Ardern Targets Inequality as N.Z. Budget Shows Stronger Recovery
New Zealand projected faster economic growth and smaller deficits in its annual budget, allowing Prime Minister Jacinda Ardern to boost efforts to tackle inequality even as the government keeps a lid on debt.
Annual average growth will accelerate to 4.4% in 2023 from 2.9% this year, according to budget forecasts released Thursday in Wellington. Deficits will progressively decline from NZ$18.4 billion ($13.2 billion) next year until a return to surplus is achieved in 2027, the projections show.
“The improved labor market outlook and strength in economic activity suggest that the long-term effects of the pandemic will not be as severe as previously thought,” Finance Minister Grant Robertson said. “Budget 2021 takes a balanced approach to investing in areas and people where it is needed most, alongside careful fiscal management to pay down debt.”
Ardern’s deft handling of the pandemic, eliminating local transmission of Covid-19, has allowed the economy to recover sooner than expected. That’s left the government’s books in a much better position than initially feared, giving it scope to increase spending in targeted areas even as it reduces forecast borrowing.
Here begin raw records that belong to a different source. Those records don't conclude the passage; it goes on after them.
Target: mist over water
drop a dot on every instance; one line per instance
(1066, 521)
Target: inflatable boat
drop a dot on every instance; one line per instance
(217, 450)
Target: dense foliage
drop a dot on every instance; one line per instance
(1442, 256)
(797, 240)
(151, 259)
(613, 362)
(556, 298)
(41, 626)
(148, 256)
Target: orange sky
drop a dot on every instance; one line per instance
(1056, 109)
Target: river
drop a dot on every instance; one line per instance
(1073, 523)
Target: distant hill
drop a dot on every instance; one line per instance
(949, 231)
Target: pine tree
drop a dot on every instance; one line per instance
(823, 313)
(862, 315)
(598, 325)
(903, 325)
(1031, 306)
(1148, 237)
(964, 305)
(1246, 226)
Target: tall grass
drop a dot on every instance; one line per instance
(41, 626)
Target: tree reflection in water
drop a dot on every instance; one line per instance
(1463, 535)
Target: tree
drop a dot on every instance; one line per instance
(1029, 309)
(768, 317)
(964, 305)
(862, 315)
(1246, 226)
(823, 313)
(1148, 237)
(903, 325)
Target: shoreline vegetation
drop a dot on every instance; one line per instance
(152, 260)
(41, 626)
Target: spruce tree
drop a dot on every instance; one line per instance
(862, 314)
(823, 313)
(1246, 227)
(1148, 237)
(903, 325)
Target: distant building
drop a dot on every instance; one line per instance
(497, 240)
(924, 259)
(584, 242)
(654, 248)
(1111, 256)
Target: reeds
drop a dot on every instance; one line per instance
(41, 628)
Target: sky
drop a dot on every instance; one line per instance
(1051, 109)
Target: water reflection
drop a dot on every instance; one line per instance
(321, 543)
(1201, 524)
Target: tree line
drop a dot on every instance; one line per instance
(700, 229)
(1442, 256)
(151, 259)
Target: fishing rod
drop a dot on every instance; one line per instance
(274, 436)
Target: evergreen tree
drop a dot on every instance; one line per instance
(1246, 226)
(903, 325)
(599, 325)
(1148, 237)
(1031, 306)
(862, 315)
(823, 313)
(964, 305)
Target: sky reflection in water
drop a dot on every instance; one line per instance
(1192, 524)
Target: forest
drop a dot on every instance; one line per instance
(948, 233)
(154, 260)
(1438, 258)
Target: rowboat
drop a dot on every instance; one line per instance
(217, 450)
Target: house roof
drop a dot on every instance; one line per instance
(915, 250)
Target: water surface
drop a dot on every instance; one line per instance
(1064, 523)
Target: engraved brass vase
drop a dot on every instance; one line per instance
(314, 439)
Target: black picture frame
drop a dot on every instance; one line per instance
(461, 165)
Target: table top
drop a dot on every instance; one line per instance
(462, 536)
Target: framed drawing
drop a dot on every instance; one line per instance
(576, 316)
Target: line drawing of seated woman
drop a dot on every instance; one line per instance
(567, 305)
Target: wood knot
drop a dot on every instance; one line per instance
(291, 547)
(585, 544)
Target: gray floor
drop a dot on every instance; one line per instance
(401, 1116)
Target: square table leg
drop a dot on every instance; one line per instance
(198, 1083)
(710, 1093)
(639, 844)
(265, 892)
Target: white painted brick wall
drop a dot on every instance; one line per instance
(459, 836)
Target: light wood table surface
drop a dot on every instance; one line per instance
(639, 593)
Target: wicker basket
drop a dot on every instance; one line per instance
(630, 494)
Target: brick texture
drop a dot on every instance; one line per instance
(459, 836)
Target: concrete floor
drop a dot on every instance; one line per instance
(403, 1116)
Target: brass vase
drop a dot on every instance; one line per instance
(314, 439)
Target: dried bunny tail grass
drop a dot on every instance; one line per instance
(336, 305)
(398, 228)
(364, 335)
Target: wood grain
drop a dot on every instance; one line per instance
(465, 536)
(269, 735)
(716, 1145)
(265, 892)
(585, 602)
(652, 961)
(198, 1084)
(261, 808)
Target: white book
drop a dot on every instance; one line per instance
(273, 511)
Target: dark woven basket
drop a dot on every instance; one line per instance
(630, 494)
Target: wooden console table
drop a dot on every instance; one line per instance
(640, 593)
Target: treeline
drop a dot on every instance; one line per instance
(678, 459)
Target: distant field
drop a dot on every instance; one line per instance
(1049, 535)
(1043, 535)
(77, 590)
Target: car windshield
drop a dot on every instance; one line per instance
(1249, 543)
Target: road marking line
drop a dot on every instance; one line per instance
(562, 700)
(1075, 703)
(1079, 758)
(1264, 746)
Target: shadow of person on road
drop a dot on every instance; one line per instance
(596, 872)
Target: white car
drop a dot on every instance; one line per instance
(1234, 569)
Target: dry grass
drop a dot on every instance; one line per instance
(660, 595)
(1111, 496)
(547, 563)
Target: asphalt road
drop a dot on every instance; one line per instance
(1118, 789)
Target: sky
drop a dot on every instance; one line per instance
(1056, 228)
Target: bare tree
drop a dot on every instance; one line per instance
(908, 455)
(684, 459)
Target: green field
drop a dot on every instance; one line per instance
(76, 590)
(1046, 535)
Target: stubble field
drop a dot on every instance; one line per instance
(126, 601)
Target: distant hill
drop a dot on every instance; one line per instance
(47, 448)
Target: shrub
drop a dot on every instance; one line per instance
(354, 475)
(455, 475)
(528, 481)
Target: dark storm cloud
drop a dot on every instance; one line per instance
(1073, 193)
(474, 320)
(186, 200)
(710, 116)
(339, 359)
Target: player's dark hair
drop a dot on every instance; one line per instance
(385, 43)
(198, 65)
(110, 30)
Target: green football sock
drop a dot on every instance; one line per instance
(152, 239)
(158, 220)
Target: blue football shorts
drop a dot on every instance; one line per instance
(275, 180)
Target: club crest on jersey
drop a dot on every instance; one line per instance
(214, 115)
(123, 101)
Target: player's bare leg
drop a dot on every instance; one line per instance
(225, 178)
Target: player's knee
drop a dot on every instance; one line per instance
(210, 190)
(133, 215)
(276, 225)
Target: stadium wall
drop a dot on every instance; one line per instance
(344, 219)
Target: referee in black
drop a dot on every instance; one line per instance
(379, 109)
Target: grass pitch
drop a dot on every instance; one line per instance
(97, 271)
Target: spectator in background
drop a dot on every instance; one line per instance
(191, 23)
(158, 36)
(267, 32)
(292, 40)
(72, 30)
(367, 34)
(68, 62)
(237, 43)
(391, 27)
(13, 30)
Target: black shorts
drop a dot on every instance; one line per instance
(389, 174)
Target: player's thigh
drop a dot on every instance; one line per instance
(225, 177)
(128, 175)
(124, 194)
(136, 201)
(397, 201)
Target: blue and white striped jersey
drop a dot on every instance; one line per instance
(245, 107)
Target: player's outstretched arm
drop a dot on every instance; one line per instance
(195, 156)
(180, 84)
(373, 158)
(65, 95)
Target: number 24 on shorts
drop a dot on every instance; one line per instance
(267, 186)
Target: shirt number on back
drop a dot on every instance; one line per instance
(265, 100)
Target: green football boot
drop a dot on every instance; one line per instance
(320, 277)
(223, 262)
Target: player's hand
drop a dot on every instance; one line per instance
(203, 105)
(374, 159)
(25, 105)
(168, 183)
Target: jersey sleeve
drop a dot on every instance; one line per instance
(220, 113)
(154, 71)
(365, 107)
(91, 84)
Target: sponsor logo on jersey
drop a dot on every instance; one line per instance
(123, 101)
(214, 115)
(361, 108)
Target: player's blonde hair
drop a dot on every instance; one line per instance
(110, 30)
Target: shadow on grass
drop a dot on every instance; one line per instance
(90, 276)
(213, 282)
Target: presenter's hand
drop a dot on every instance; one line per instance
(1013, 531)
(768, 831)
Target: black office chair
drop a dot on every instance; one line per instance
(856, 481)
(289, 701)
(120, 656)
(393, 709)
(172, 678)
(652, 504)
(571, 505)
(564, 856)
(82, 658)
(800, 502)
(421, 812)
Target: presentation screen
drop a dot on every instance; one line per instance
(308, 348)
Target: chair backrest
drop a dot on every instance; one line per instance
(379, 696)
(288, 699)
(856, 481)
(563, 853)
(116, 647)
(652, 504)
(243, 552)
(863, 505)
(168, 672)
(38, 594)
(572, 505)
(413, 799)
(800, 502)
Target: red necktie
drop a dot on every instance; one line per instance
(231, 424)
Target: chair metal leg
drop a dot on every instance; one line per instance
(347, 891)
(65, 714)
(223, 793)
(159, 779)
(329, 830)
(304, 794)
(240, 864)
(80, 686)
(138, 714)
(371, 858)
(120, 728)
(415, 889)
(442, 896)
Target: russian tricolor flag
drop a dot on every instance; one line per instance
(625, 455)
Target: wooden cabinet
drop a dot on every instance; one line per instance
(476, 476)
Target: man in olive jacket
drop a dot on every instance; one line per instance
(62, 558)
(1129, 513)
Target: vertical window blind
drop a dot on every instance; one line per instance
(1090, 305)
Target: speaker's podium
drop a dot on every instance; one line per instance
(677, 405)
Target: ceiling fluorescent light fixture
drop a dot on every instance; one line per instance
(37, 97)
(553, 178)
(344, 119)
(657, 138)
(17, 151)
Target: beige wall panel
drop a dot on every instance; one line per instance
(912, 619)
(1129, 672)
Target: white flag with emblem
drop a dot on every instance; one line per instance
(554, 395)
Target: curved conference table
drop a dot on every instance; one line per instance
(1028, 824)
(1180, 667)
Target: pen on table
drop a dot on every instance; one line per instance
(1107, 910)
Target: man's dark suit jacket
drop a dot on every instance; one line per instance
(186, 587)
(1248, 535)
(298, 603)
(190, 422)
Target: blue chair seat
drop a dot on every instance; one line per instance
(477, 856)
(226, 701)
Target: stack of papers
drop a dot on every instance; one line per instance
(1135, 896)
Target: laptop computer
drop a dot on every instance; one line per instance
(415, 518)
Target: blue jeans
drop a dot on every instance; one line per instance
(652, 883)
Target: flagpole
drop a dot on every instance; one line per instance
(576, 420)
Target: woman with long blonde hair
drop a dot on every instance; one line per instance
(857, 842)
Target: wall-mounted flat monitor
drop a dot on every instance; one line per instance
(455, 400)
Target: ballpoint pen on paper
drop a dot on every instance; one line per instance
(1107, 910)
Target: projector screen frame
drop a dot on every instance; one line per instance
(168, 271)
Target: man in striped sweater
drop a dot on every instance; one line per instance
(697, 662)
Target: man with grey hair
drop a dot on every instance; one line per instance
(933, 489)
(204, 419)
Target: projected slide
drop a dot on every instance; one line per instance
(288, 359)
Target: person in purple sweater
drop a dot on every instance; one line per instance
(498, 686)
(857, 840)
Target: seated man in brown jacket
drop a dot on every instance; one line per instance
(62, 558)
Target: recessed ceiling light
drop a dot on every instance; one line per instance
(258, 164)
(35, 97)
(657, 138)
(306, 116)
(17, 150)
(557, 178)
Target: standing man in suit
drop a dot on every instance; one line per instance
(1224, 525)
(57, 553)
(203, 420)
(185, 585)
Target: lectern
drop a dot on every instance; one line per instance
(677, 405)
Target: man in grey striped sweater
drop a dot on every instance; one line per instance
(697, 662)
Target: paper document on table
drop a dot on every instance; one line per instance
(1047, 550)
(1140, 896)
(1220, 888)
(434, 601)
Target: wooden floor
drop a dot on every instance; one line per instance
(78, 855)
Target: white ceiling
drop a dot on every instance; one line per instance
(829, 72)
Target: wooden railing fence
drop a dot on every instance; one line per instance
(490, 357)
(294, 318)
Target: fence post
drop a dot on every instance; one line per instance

The government bond program was reduced by NZ$10 billion over the next four years and net debt is now seen peaking at 48% of gross domestic product in 2023 rather than the 52.6% projected less than six months ago.
There was muted market reaction to the budget, with the New Zealand dollar little changed at 71.73 U.S. cents at 4:05 p.m. in Wellington.
The center-piece of the budget is a boost to social welfare benefits, which the government said will lift as many as 33,000 children out of poverty. All benefit rates will increase by NZ$20 a week from July 1, with a second increase slated for April 1 next year.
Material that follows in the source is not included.